Karadima is a terribly abusive priest in Chile. The archbishop of Santiago told him to stop saying mass in Public. Karadima ignored the order, and photos of him saying mass were tweeted to tens of thousands of people.

A prominent Chilean priest who was ordered by the Vatican to never again celebrate a public Mass as punishment for sexually abusing altar boys has been photographed apparently defying the order.

Chile’s top church leaders confirmed the Rev. Fernando Karadima’s act of insubordination Friday and sent the case to the Vatican for investigation. The photos were taken Dec. 4, but they were only released this week by Juan Carlos Cruz, a journalist and one of Karadima’s victims.

“It’s a very painful situation that shows that this priest continues to do as he pleases,” Cruz told The Associated Press. “It’s a slap in the face for the victims of his abuse. He should be in jail but instead he’s still being protected by the church.”

The Roman Catholic Church retains a firm grip on Chilean society, although in recent years its influence has waned after scandals in which priests have been accused of molesting children. Victims say Karadima began abusing them at his residence at the Sacred Heart of Jesus church in Santiago about 20 years ago, when they were between 14 and 17 years old.

The Vatican sanctioned Karadima by ordering him to a life of “penitence and prayer” in 2011. He was also barred from celebrating Mass in public, from hearing confessions or offering spiritual direction and from having contact with his ex-parishioners. A Chilean judge later dismissed a criminal case because the statute of limitations had expired, but she determined the abuse allegations were truthful.

The timing of the photos’ release appeared aimed at embarrassing both the current and former archbishops of Santiago, who were in Rome for Saturday’s ceremony to name current Archbishop Ricardo Ezzati Andrello a cardinal.

The victims in Chile say the retired archbishop, Cardinal Francisco Javier Errazuriz, failed to act on accusations that they were abused by Karadima, who was long one of the country’s most popular priests. They say the cardinal declined to even meet them.
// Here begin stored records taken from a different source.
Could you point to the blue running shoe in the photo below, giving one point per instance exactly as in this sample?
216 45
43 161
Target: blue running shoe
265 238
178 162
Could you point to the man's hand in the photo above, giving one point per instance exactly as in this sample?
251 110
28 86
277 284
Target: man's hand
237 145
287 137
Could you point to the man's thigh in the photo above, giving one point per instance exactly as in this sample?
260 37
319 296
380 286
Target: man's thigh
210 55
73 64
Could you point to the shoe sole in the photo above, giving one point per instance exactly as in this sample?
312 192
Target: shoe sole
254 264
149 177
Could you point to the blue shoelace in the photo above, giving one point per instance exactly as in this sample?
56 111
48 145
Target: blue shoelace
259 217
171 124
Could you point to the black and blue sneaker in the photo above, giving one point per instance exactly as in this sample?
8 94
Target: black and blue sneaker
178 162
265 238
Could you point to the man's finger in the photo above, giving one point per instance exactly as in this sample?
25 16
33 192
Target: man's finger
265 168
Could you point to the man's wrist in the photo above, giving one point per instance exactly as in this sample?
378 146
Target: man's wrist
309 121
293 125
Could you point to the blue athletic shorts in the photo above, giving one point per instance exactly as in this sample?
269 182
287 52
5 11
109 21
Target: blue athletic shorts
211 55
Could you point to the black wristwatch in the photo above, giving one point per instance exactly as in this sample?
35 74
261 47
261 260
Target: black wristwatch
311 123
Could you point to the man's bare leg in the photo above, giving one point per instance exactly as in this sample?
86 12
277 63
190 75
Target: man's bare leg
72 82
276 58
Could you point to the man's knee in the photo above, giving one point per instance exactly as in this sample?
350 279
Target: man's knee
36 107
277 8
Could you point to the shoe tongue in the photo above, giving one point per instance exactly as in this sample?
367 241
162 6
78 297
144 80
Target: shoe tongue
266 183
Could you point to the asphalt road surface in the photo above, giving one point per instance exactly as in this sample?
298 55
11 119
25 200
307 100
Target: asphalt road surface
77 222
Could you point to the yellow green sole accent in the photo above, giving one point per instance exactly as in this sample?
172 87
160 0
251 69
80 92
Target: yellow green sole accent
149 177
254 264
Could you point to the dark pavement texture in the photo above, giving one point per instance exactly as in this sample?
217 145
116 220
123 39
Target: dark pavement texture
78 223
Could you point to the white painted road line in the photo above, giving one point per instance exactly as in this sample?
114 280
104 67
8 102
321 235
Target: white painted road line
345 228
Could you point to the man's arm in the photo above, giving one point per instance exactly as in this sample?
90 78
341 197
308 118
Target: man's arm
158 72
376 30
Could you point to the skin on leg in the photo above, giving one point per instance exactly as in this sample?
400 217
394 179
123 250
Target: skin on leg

Pope Francis’s response: he made Archbishop Ricardo Ezzati Andrello a cardinal. This sends a clear message. The Vatican does not care how a bishop handles sexual abuse cases.

Francis has not appointed the sexual abuse commission he promised. I will be flabbergasted if he appoints anyone like Tom Doyle or Richard Sipe, someone who knows the problem from the inside. The Voice of the Faithful here in Naples asked me to go to Boston to speak to O’Malley about Southwest Florida’s being a dumping ground for abusive priests (El Paso has a similar problem). I had to inform them that the mere mention of my name had reduced a cardinal to screaming fits (I guess I should be flattered). I was blackballed by my pastor from the Knights of Malta because I criticized bishops.

The caliber of members of review boards has declined, because bishops want only those who will say that everything is OK, that a bishop never makes a mistake.

The Roman Catholic Church claims that outside the church there is no salvation and that apostasy leads to eternal damnation. It encourages its members to confide their deepest secrets and inmost sins to a priest. It therefore has a far stronger obligation than any other organization or church to ensure that its clergy are of sterling character. After Augustine approved of the civil measures to force Donatists to become Catholics, he also insisted that Catholic clergy give the highest example of probity and that corrupt priests be disciplined and removed from the clergy.

But little or nothing will be done unless there is a crisis as serious as the Reformation, and even then reform was only partly implemented. Bishops have allowed priests with criminal convictions for abuse to serve in ministry, and are still trying to hide abusers. The Vatican deeply does not care. Only external pressure will force the hierarchy to act, and then they will act only grudgingly and minimally. Francis will canonize John Paul II, who refused to act on abuse and who called the psychopathic incestuous child molester Maciel “an efficacious guide to youth.” Bishops will notice that tolerating child molestation does not prevent canonization, so it can’t be all that serious a matter.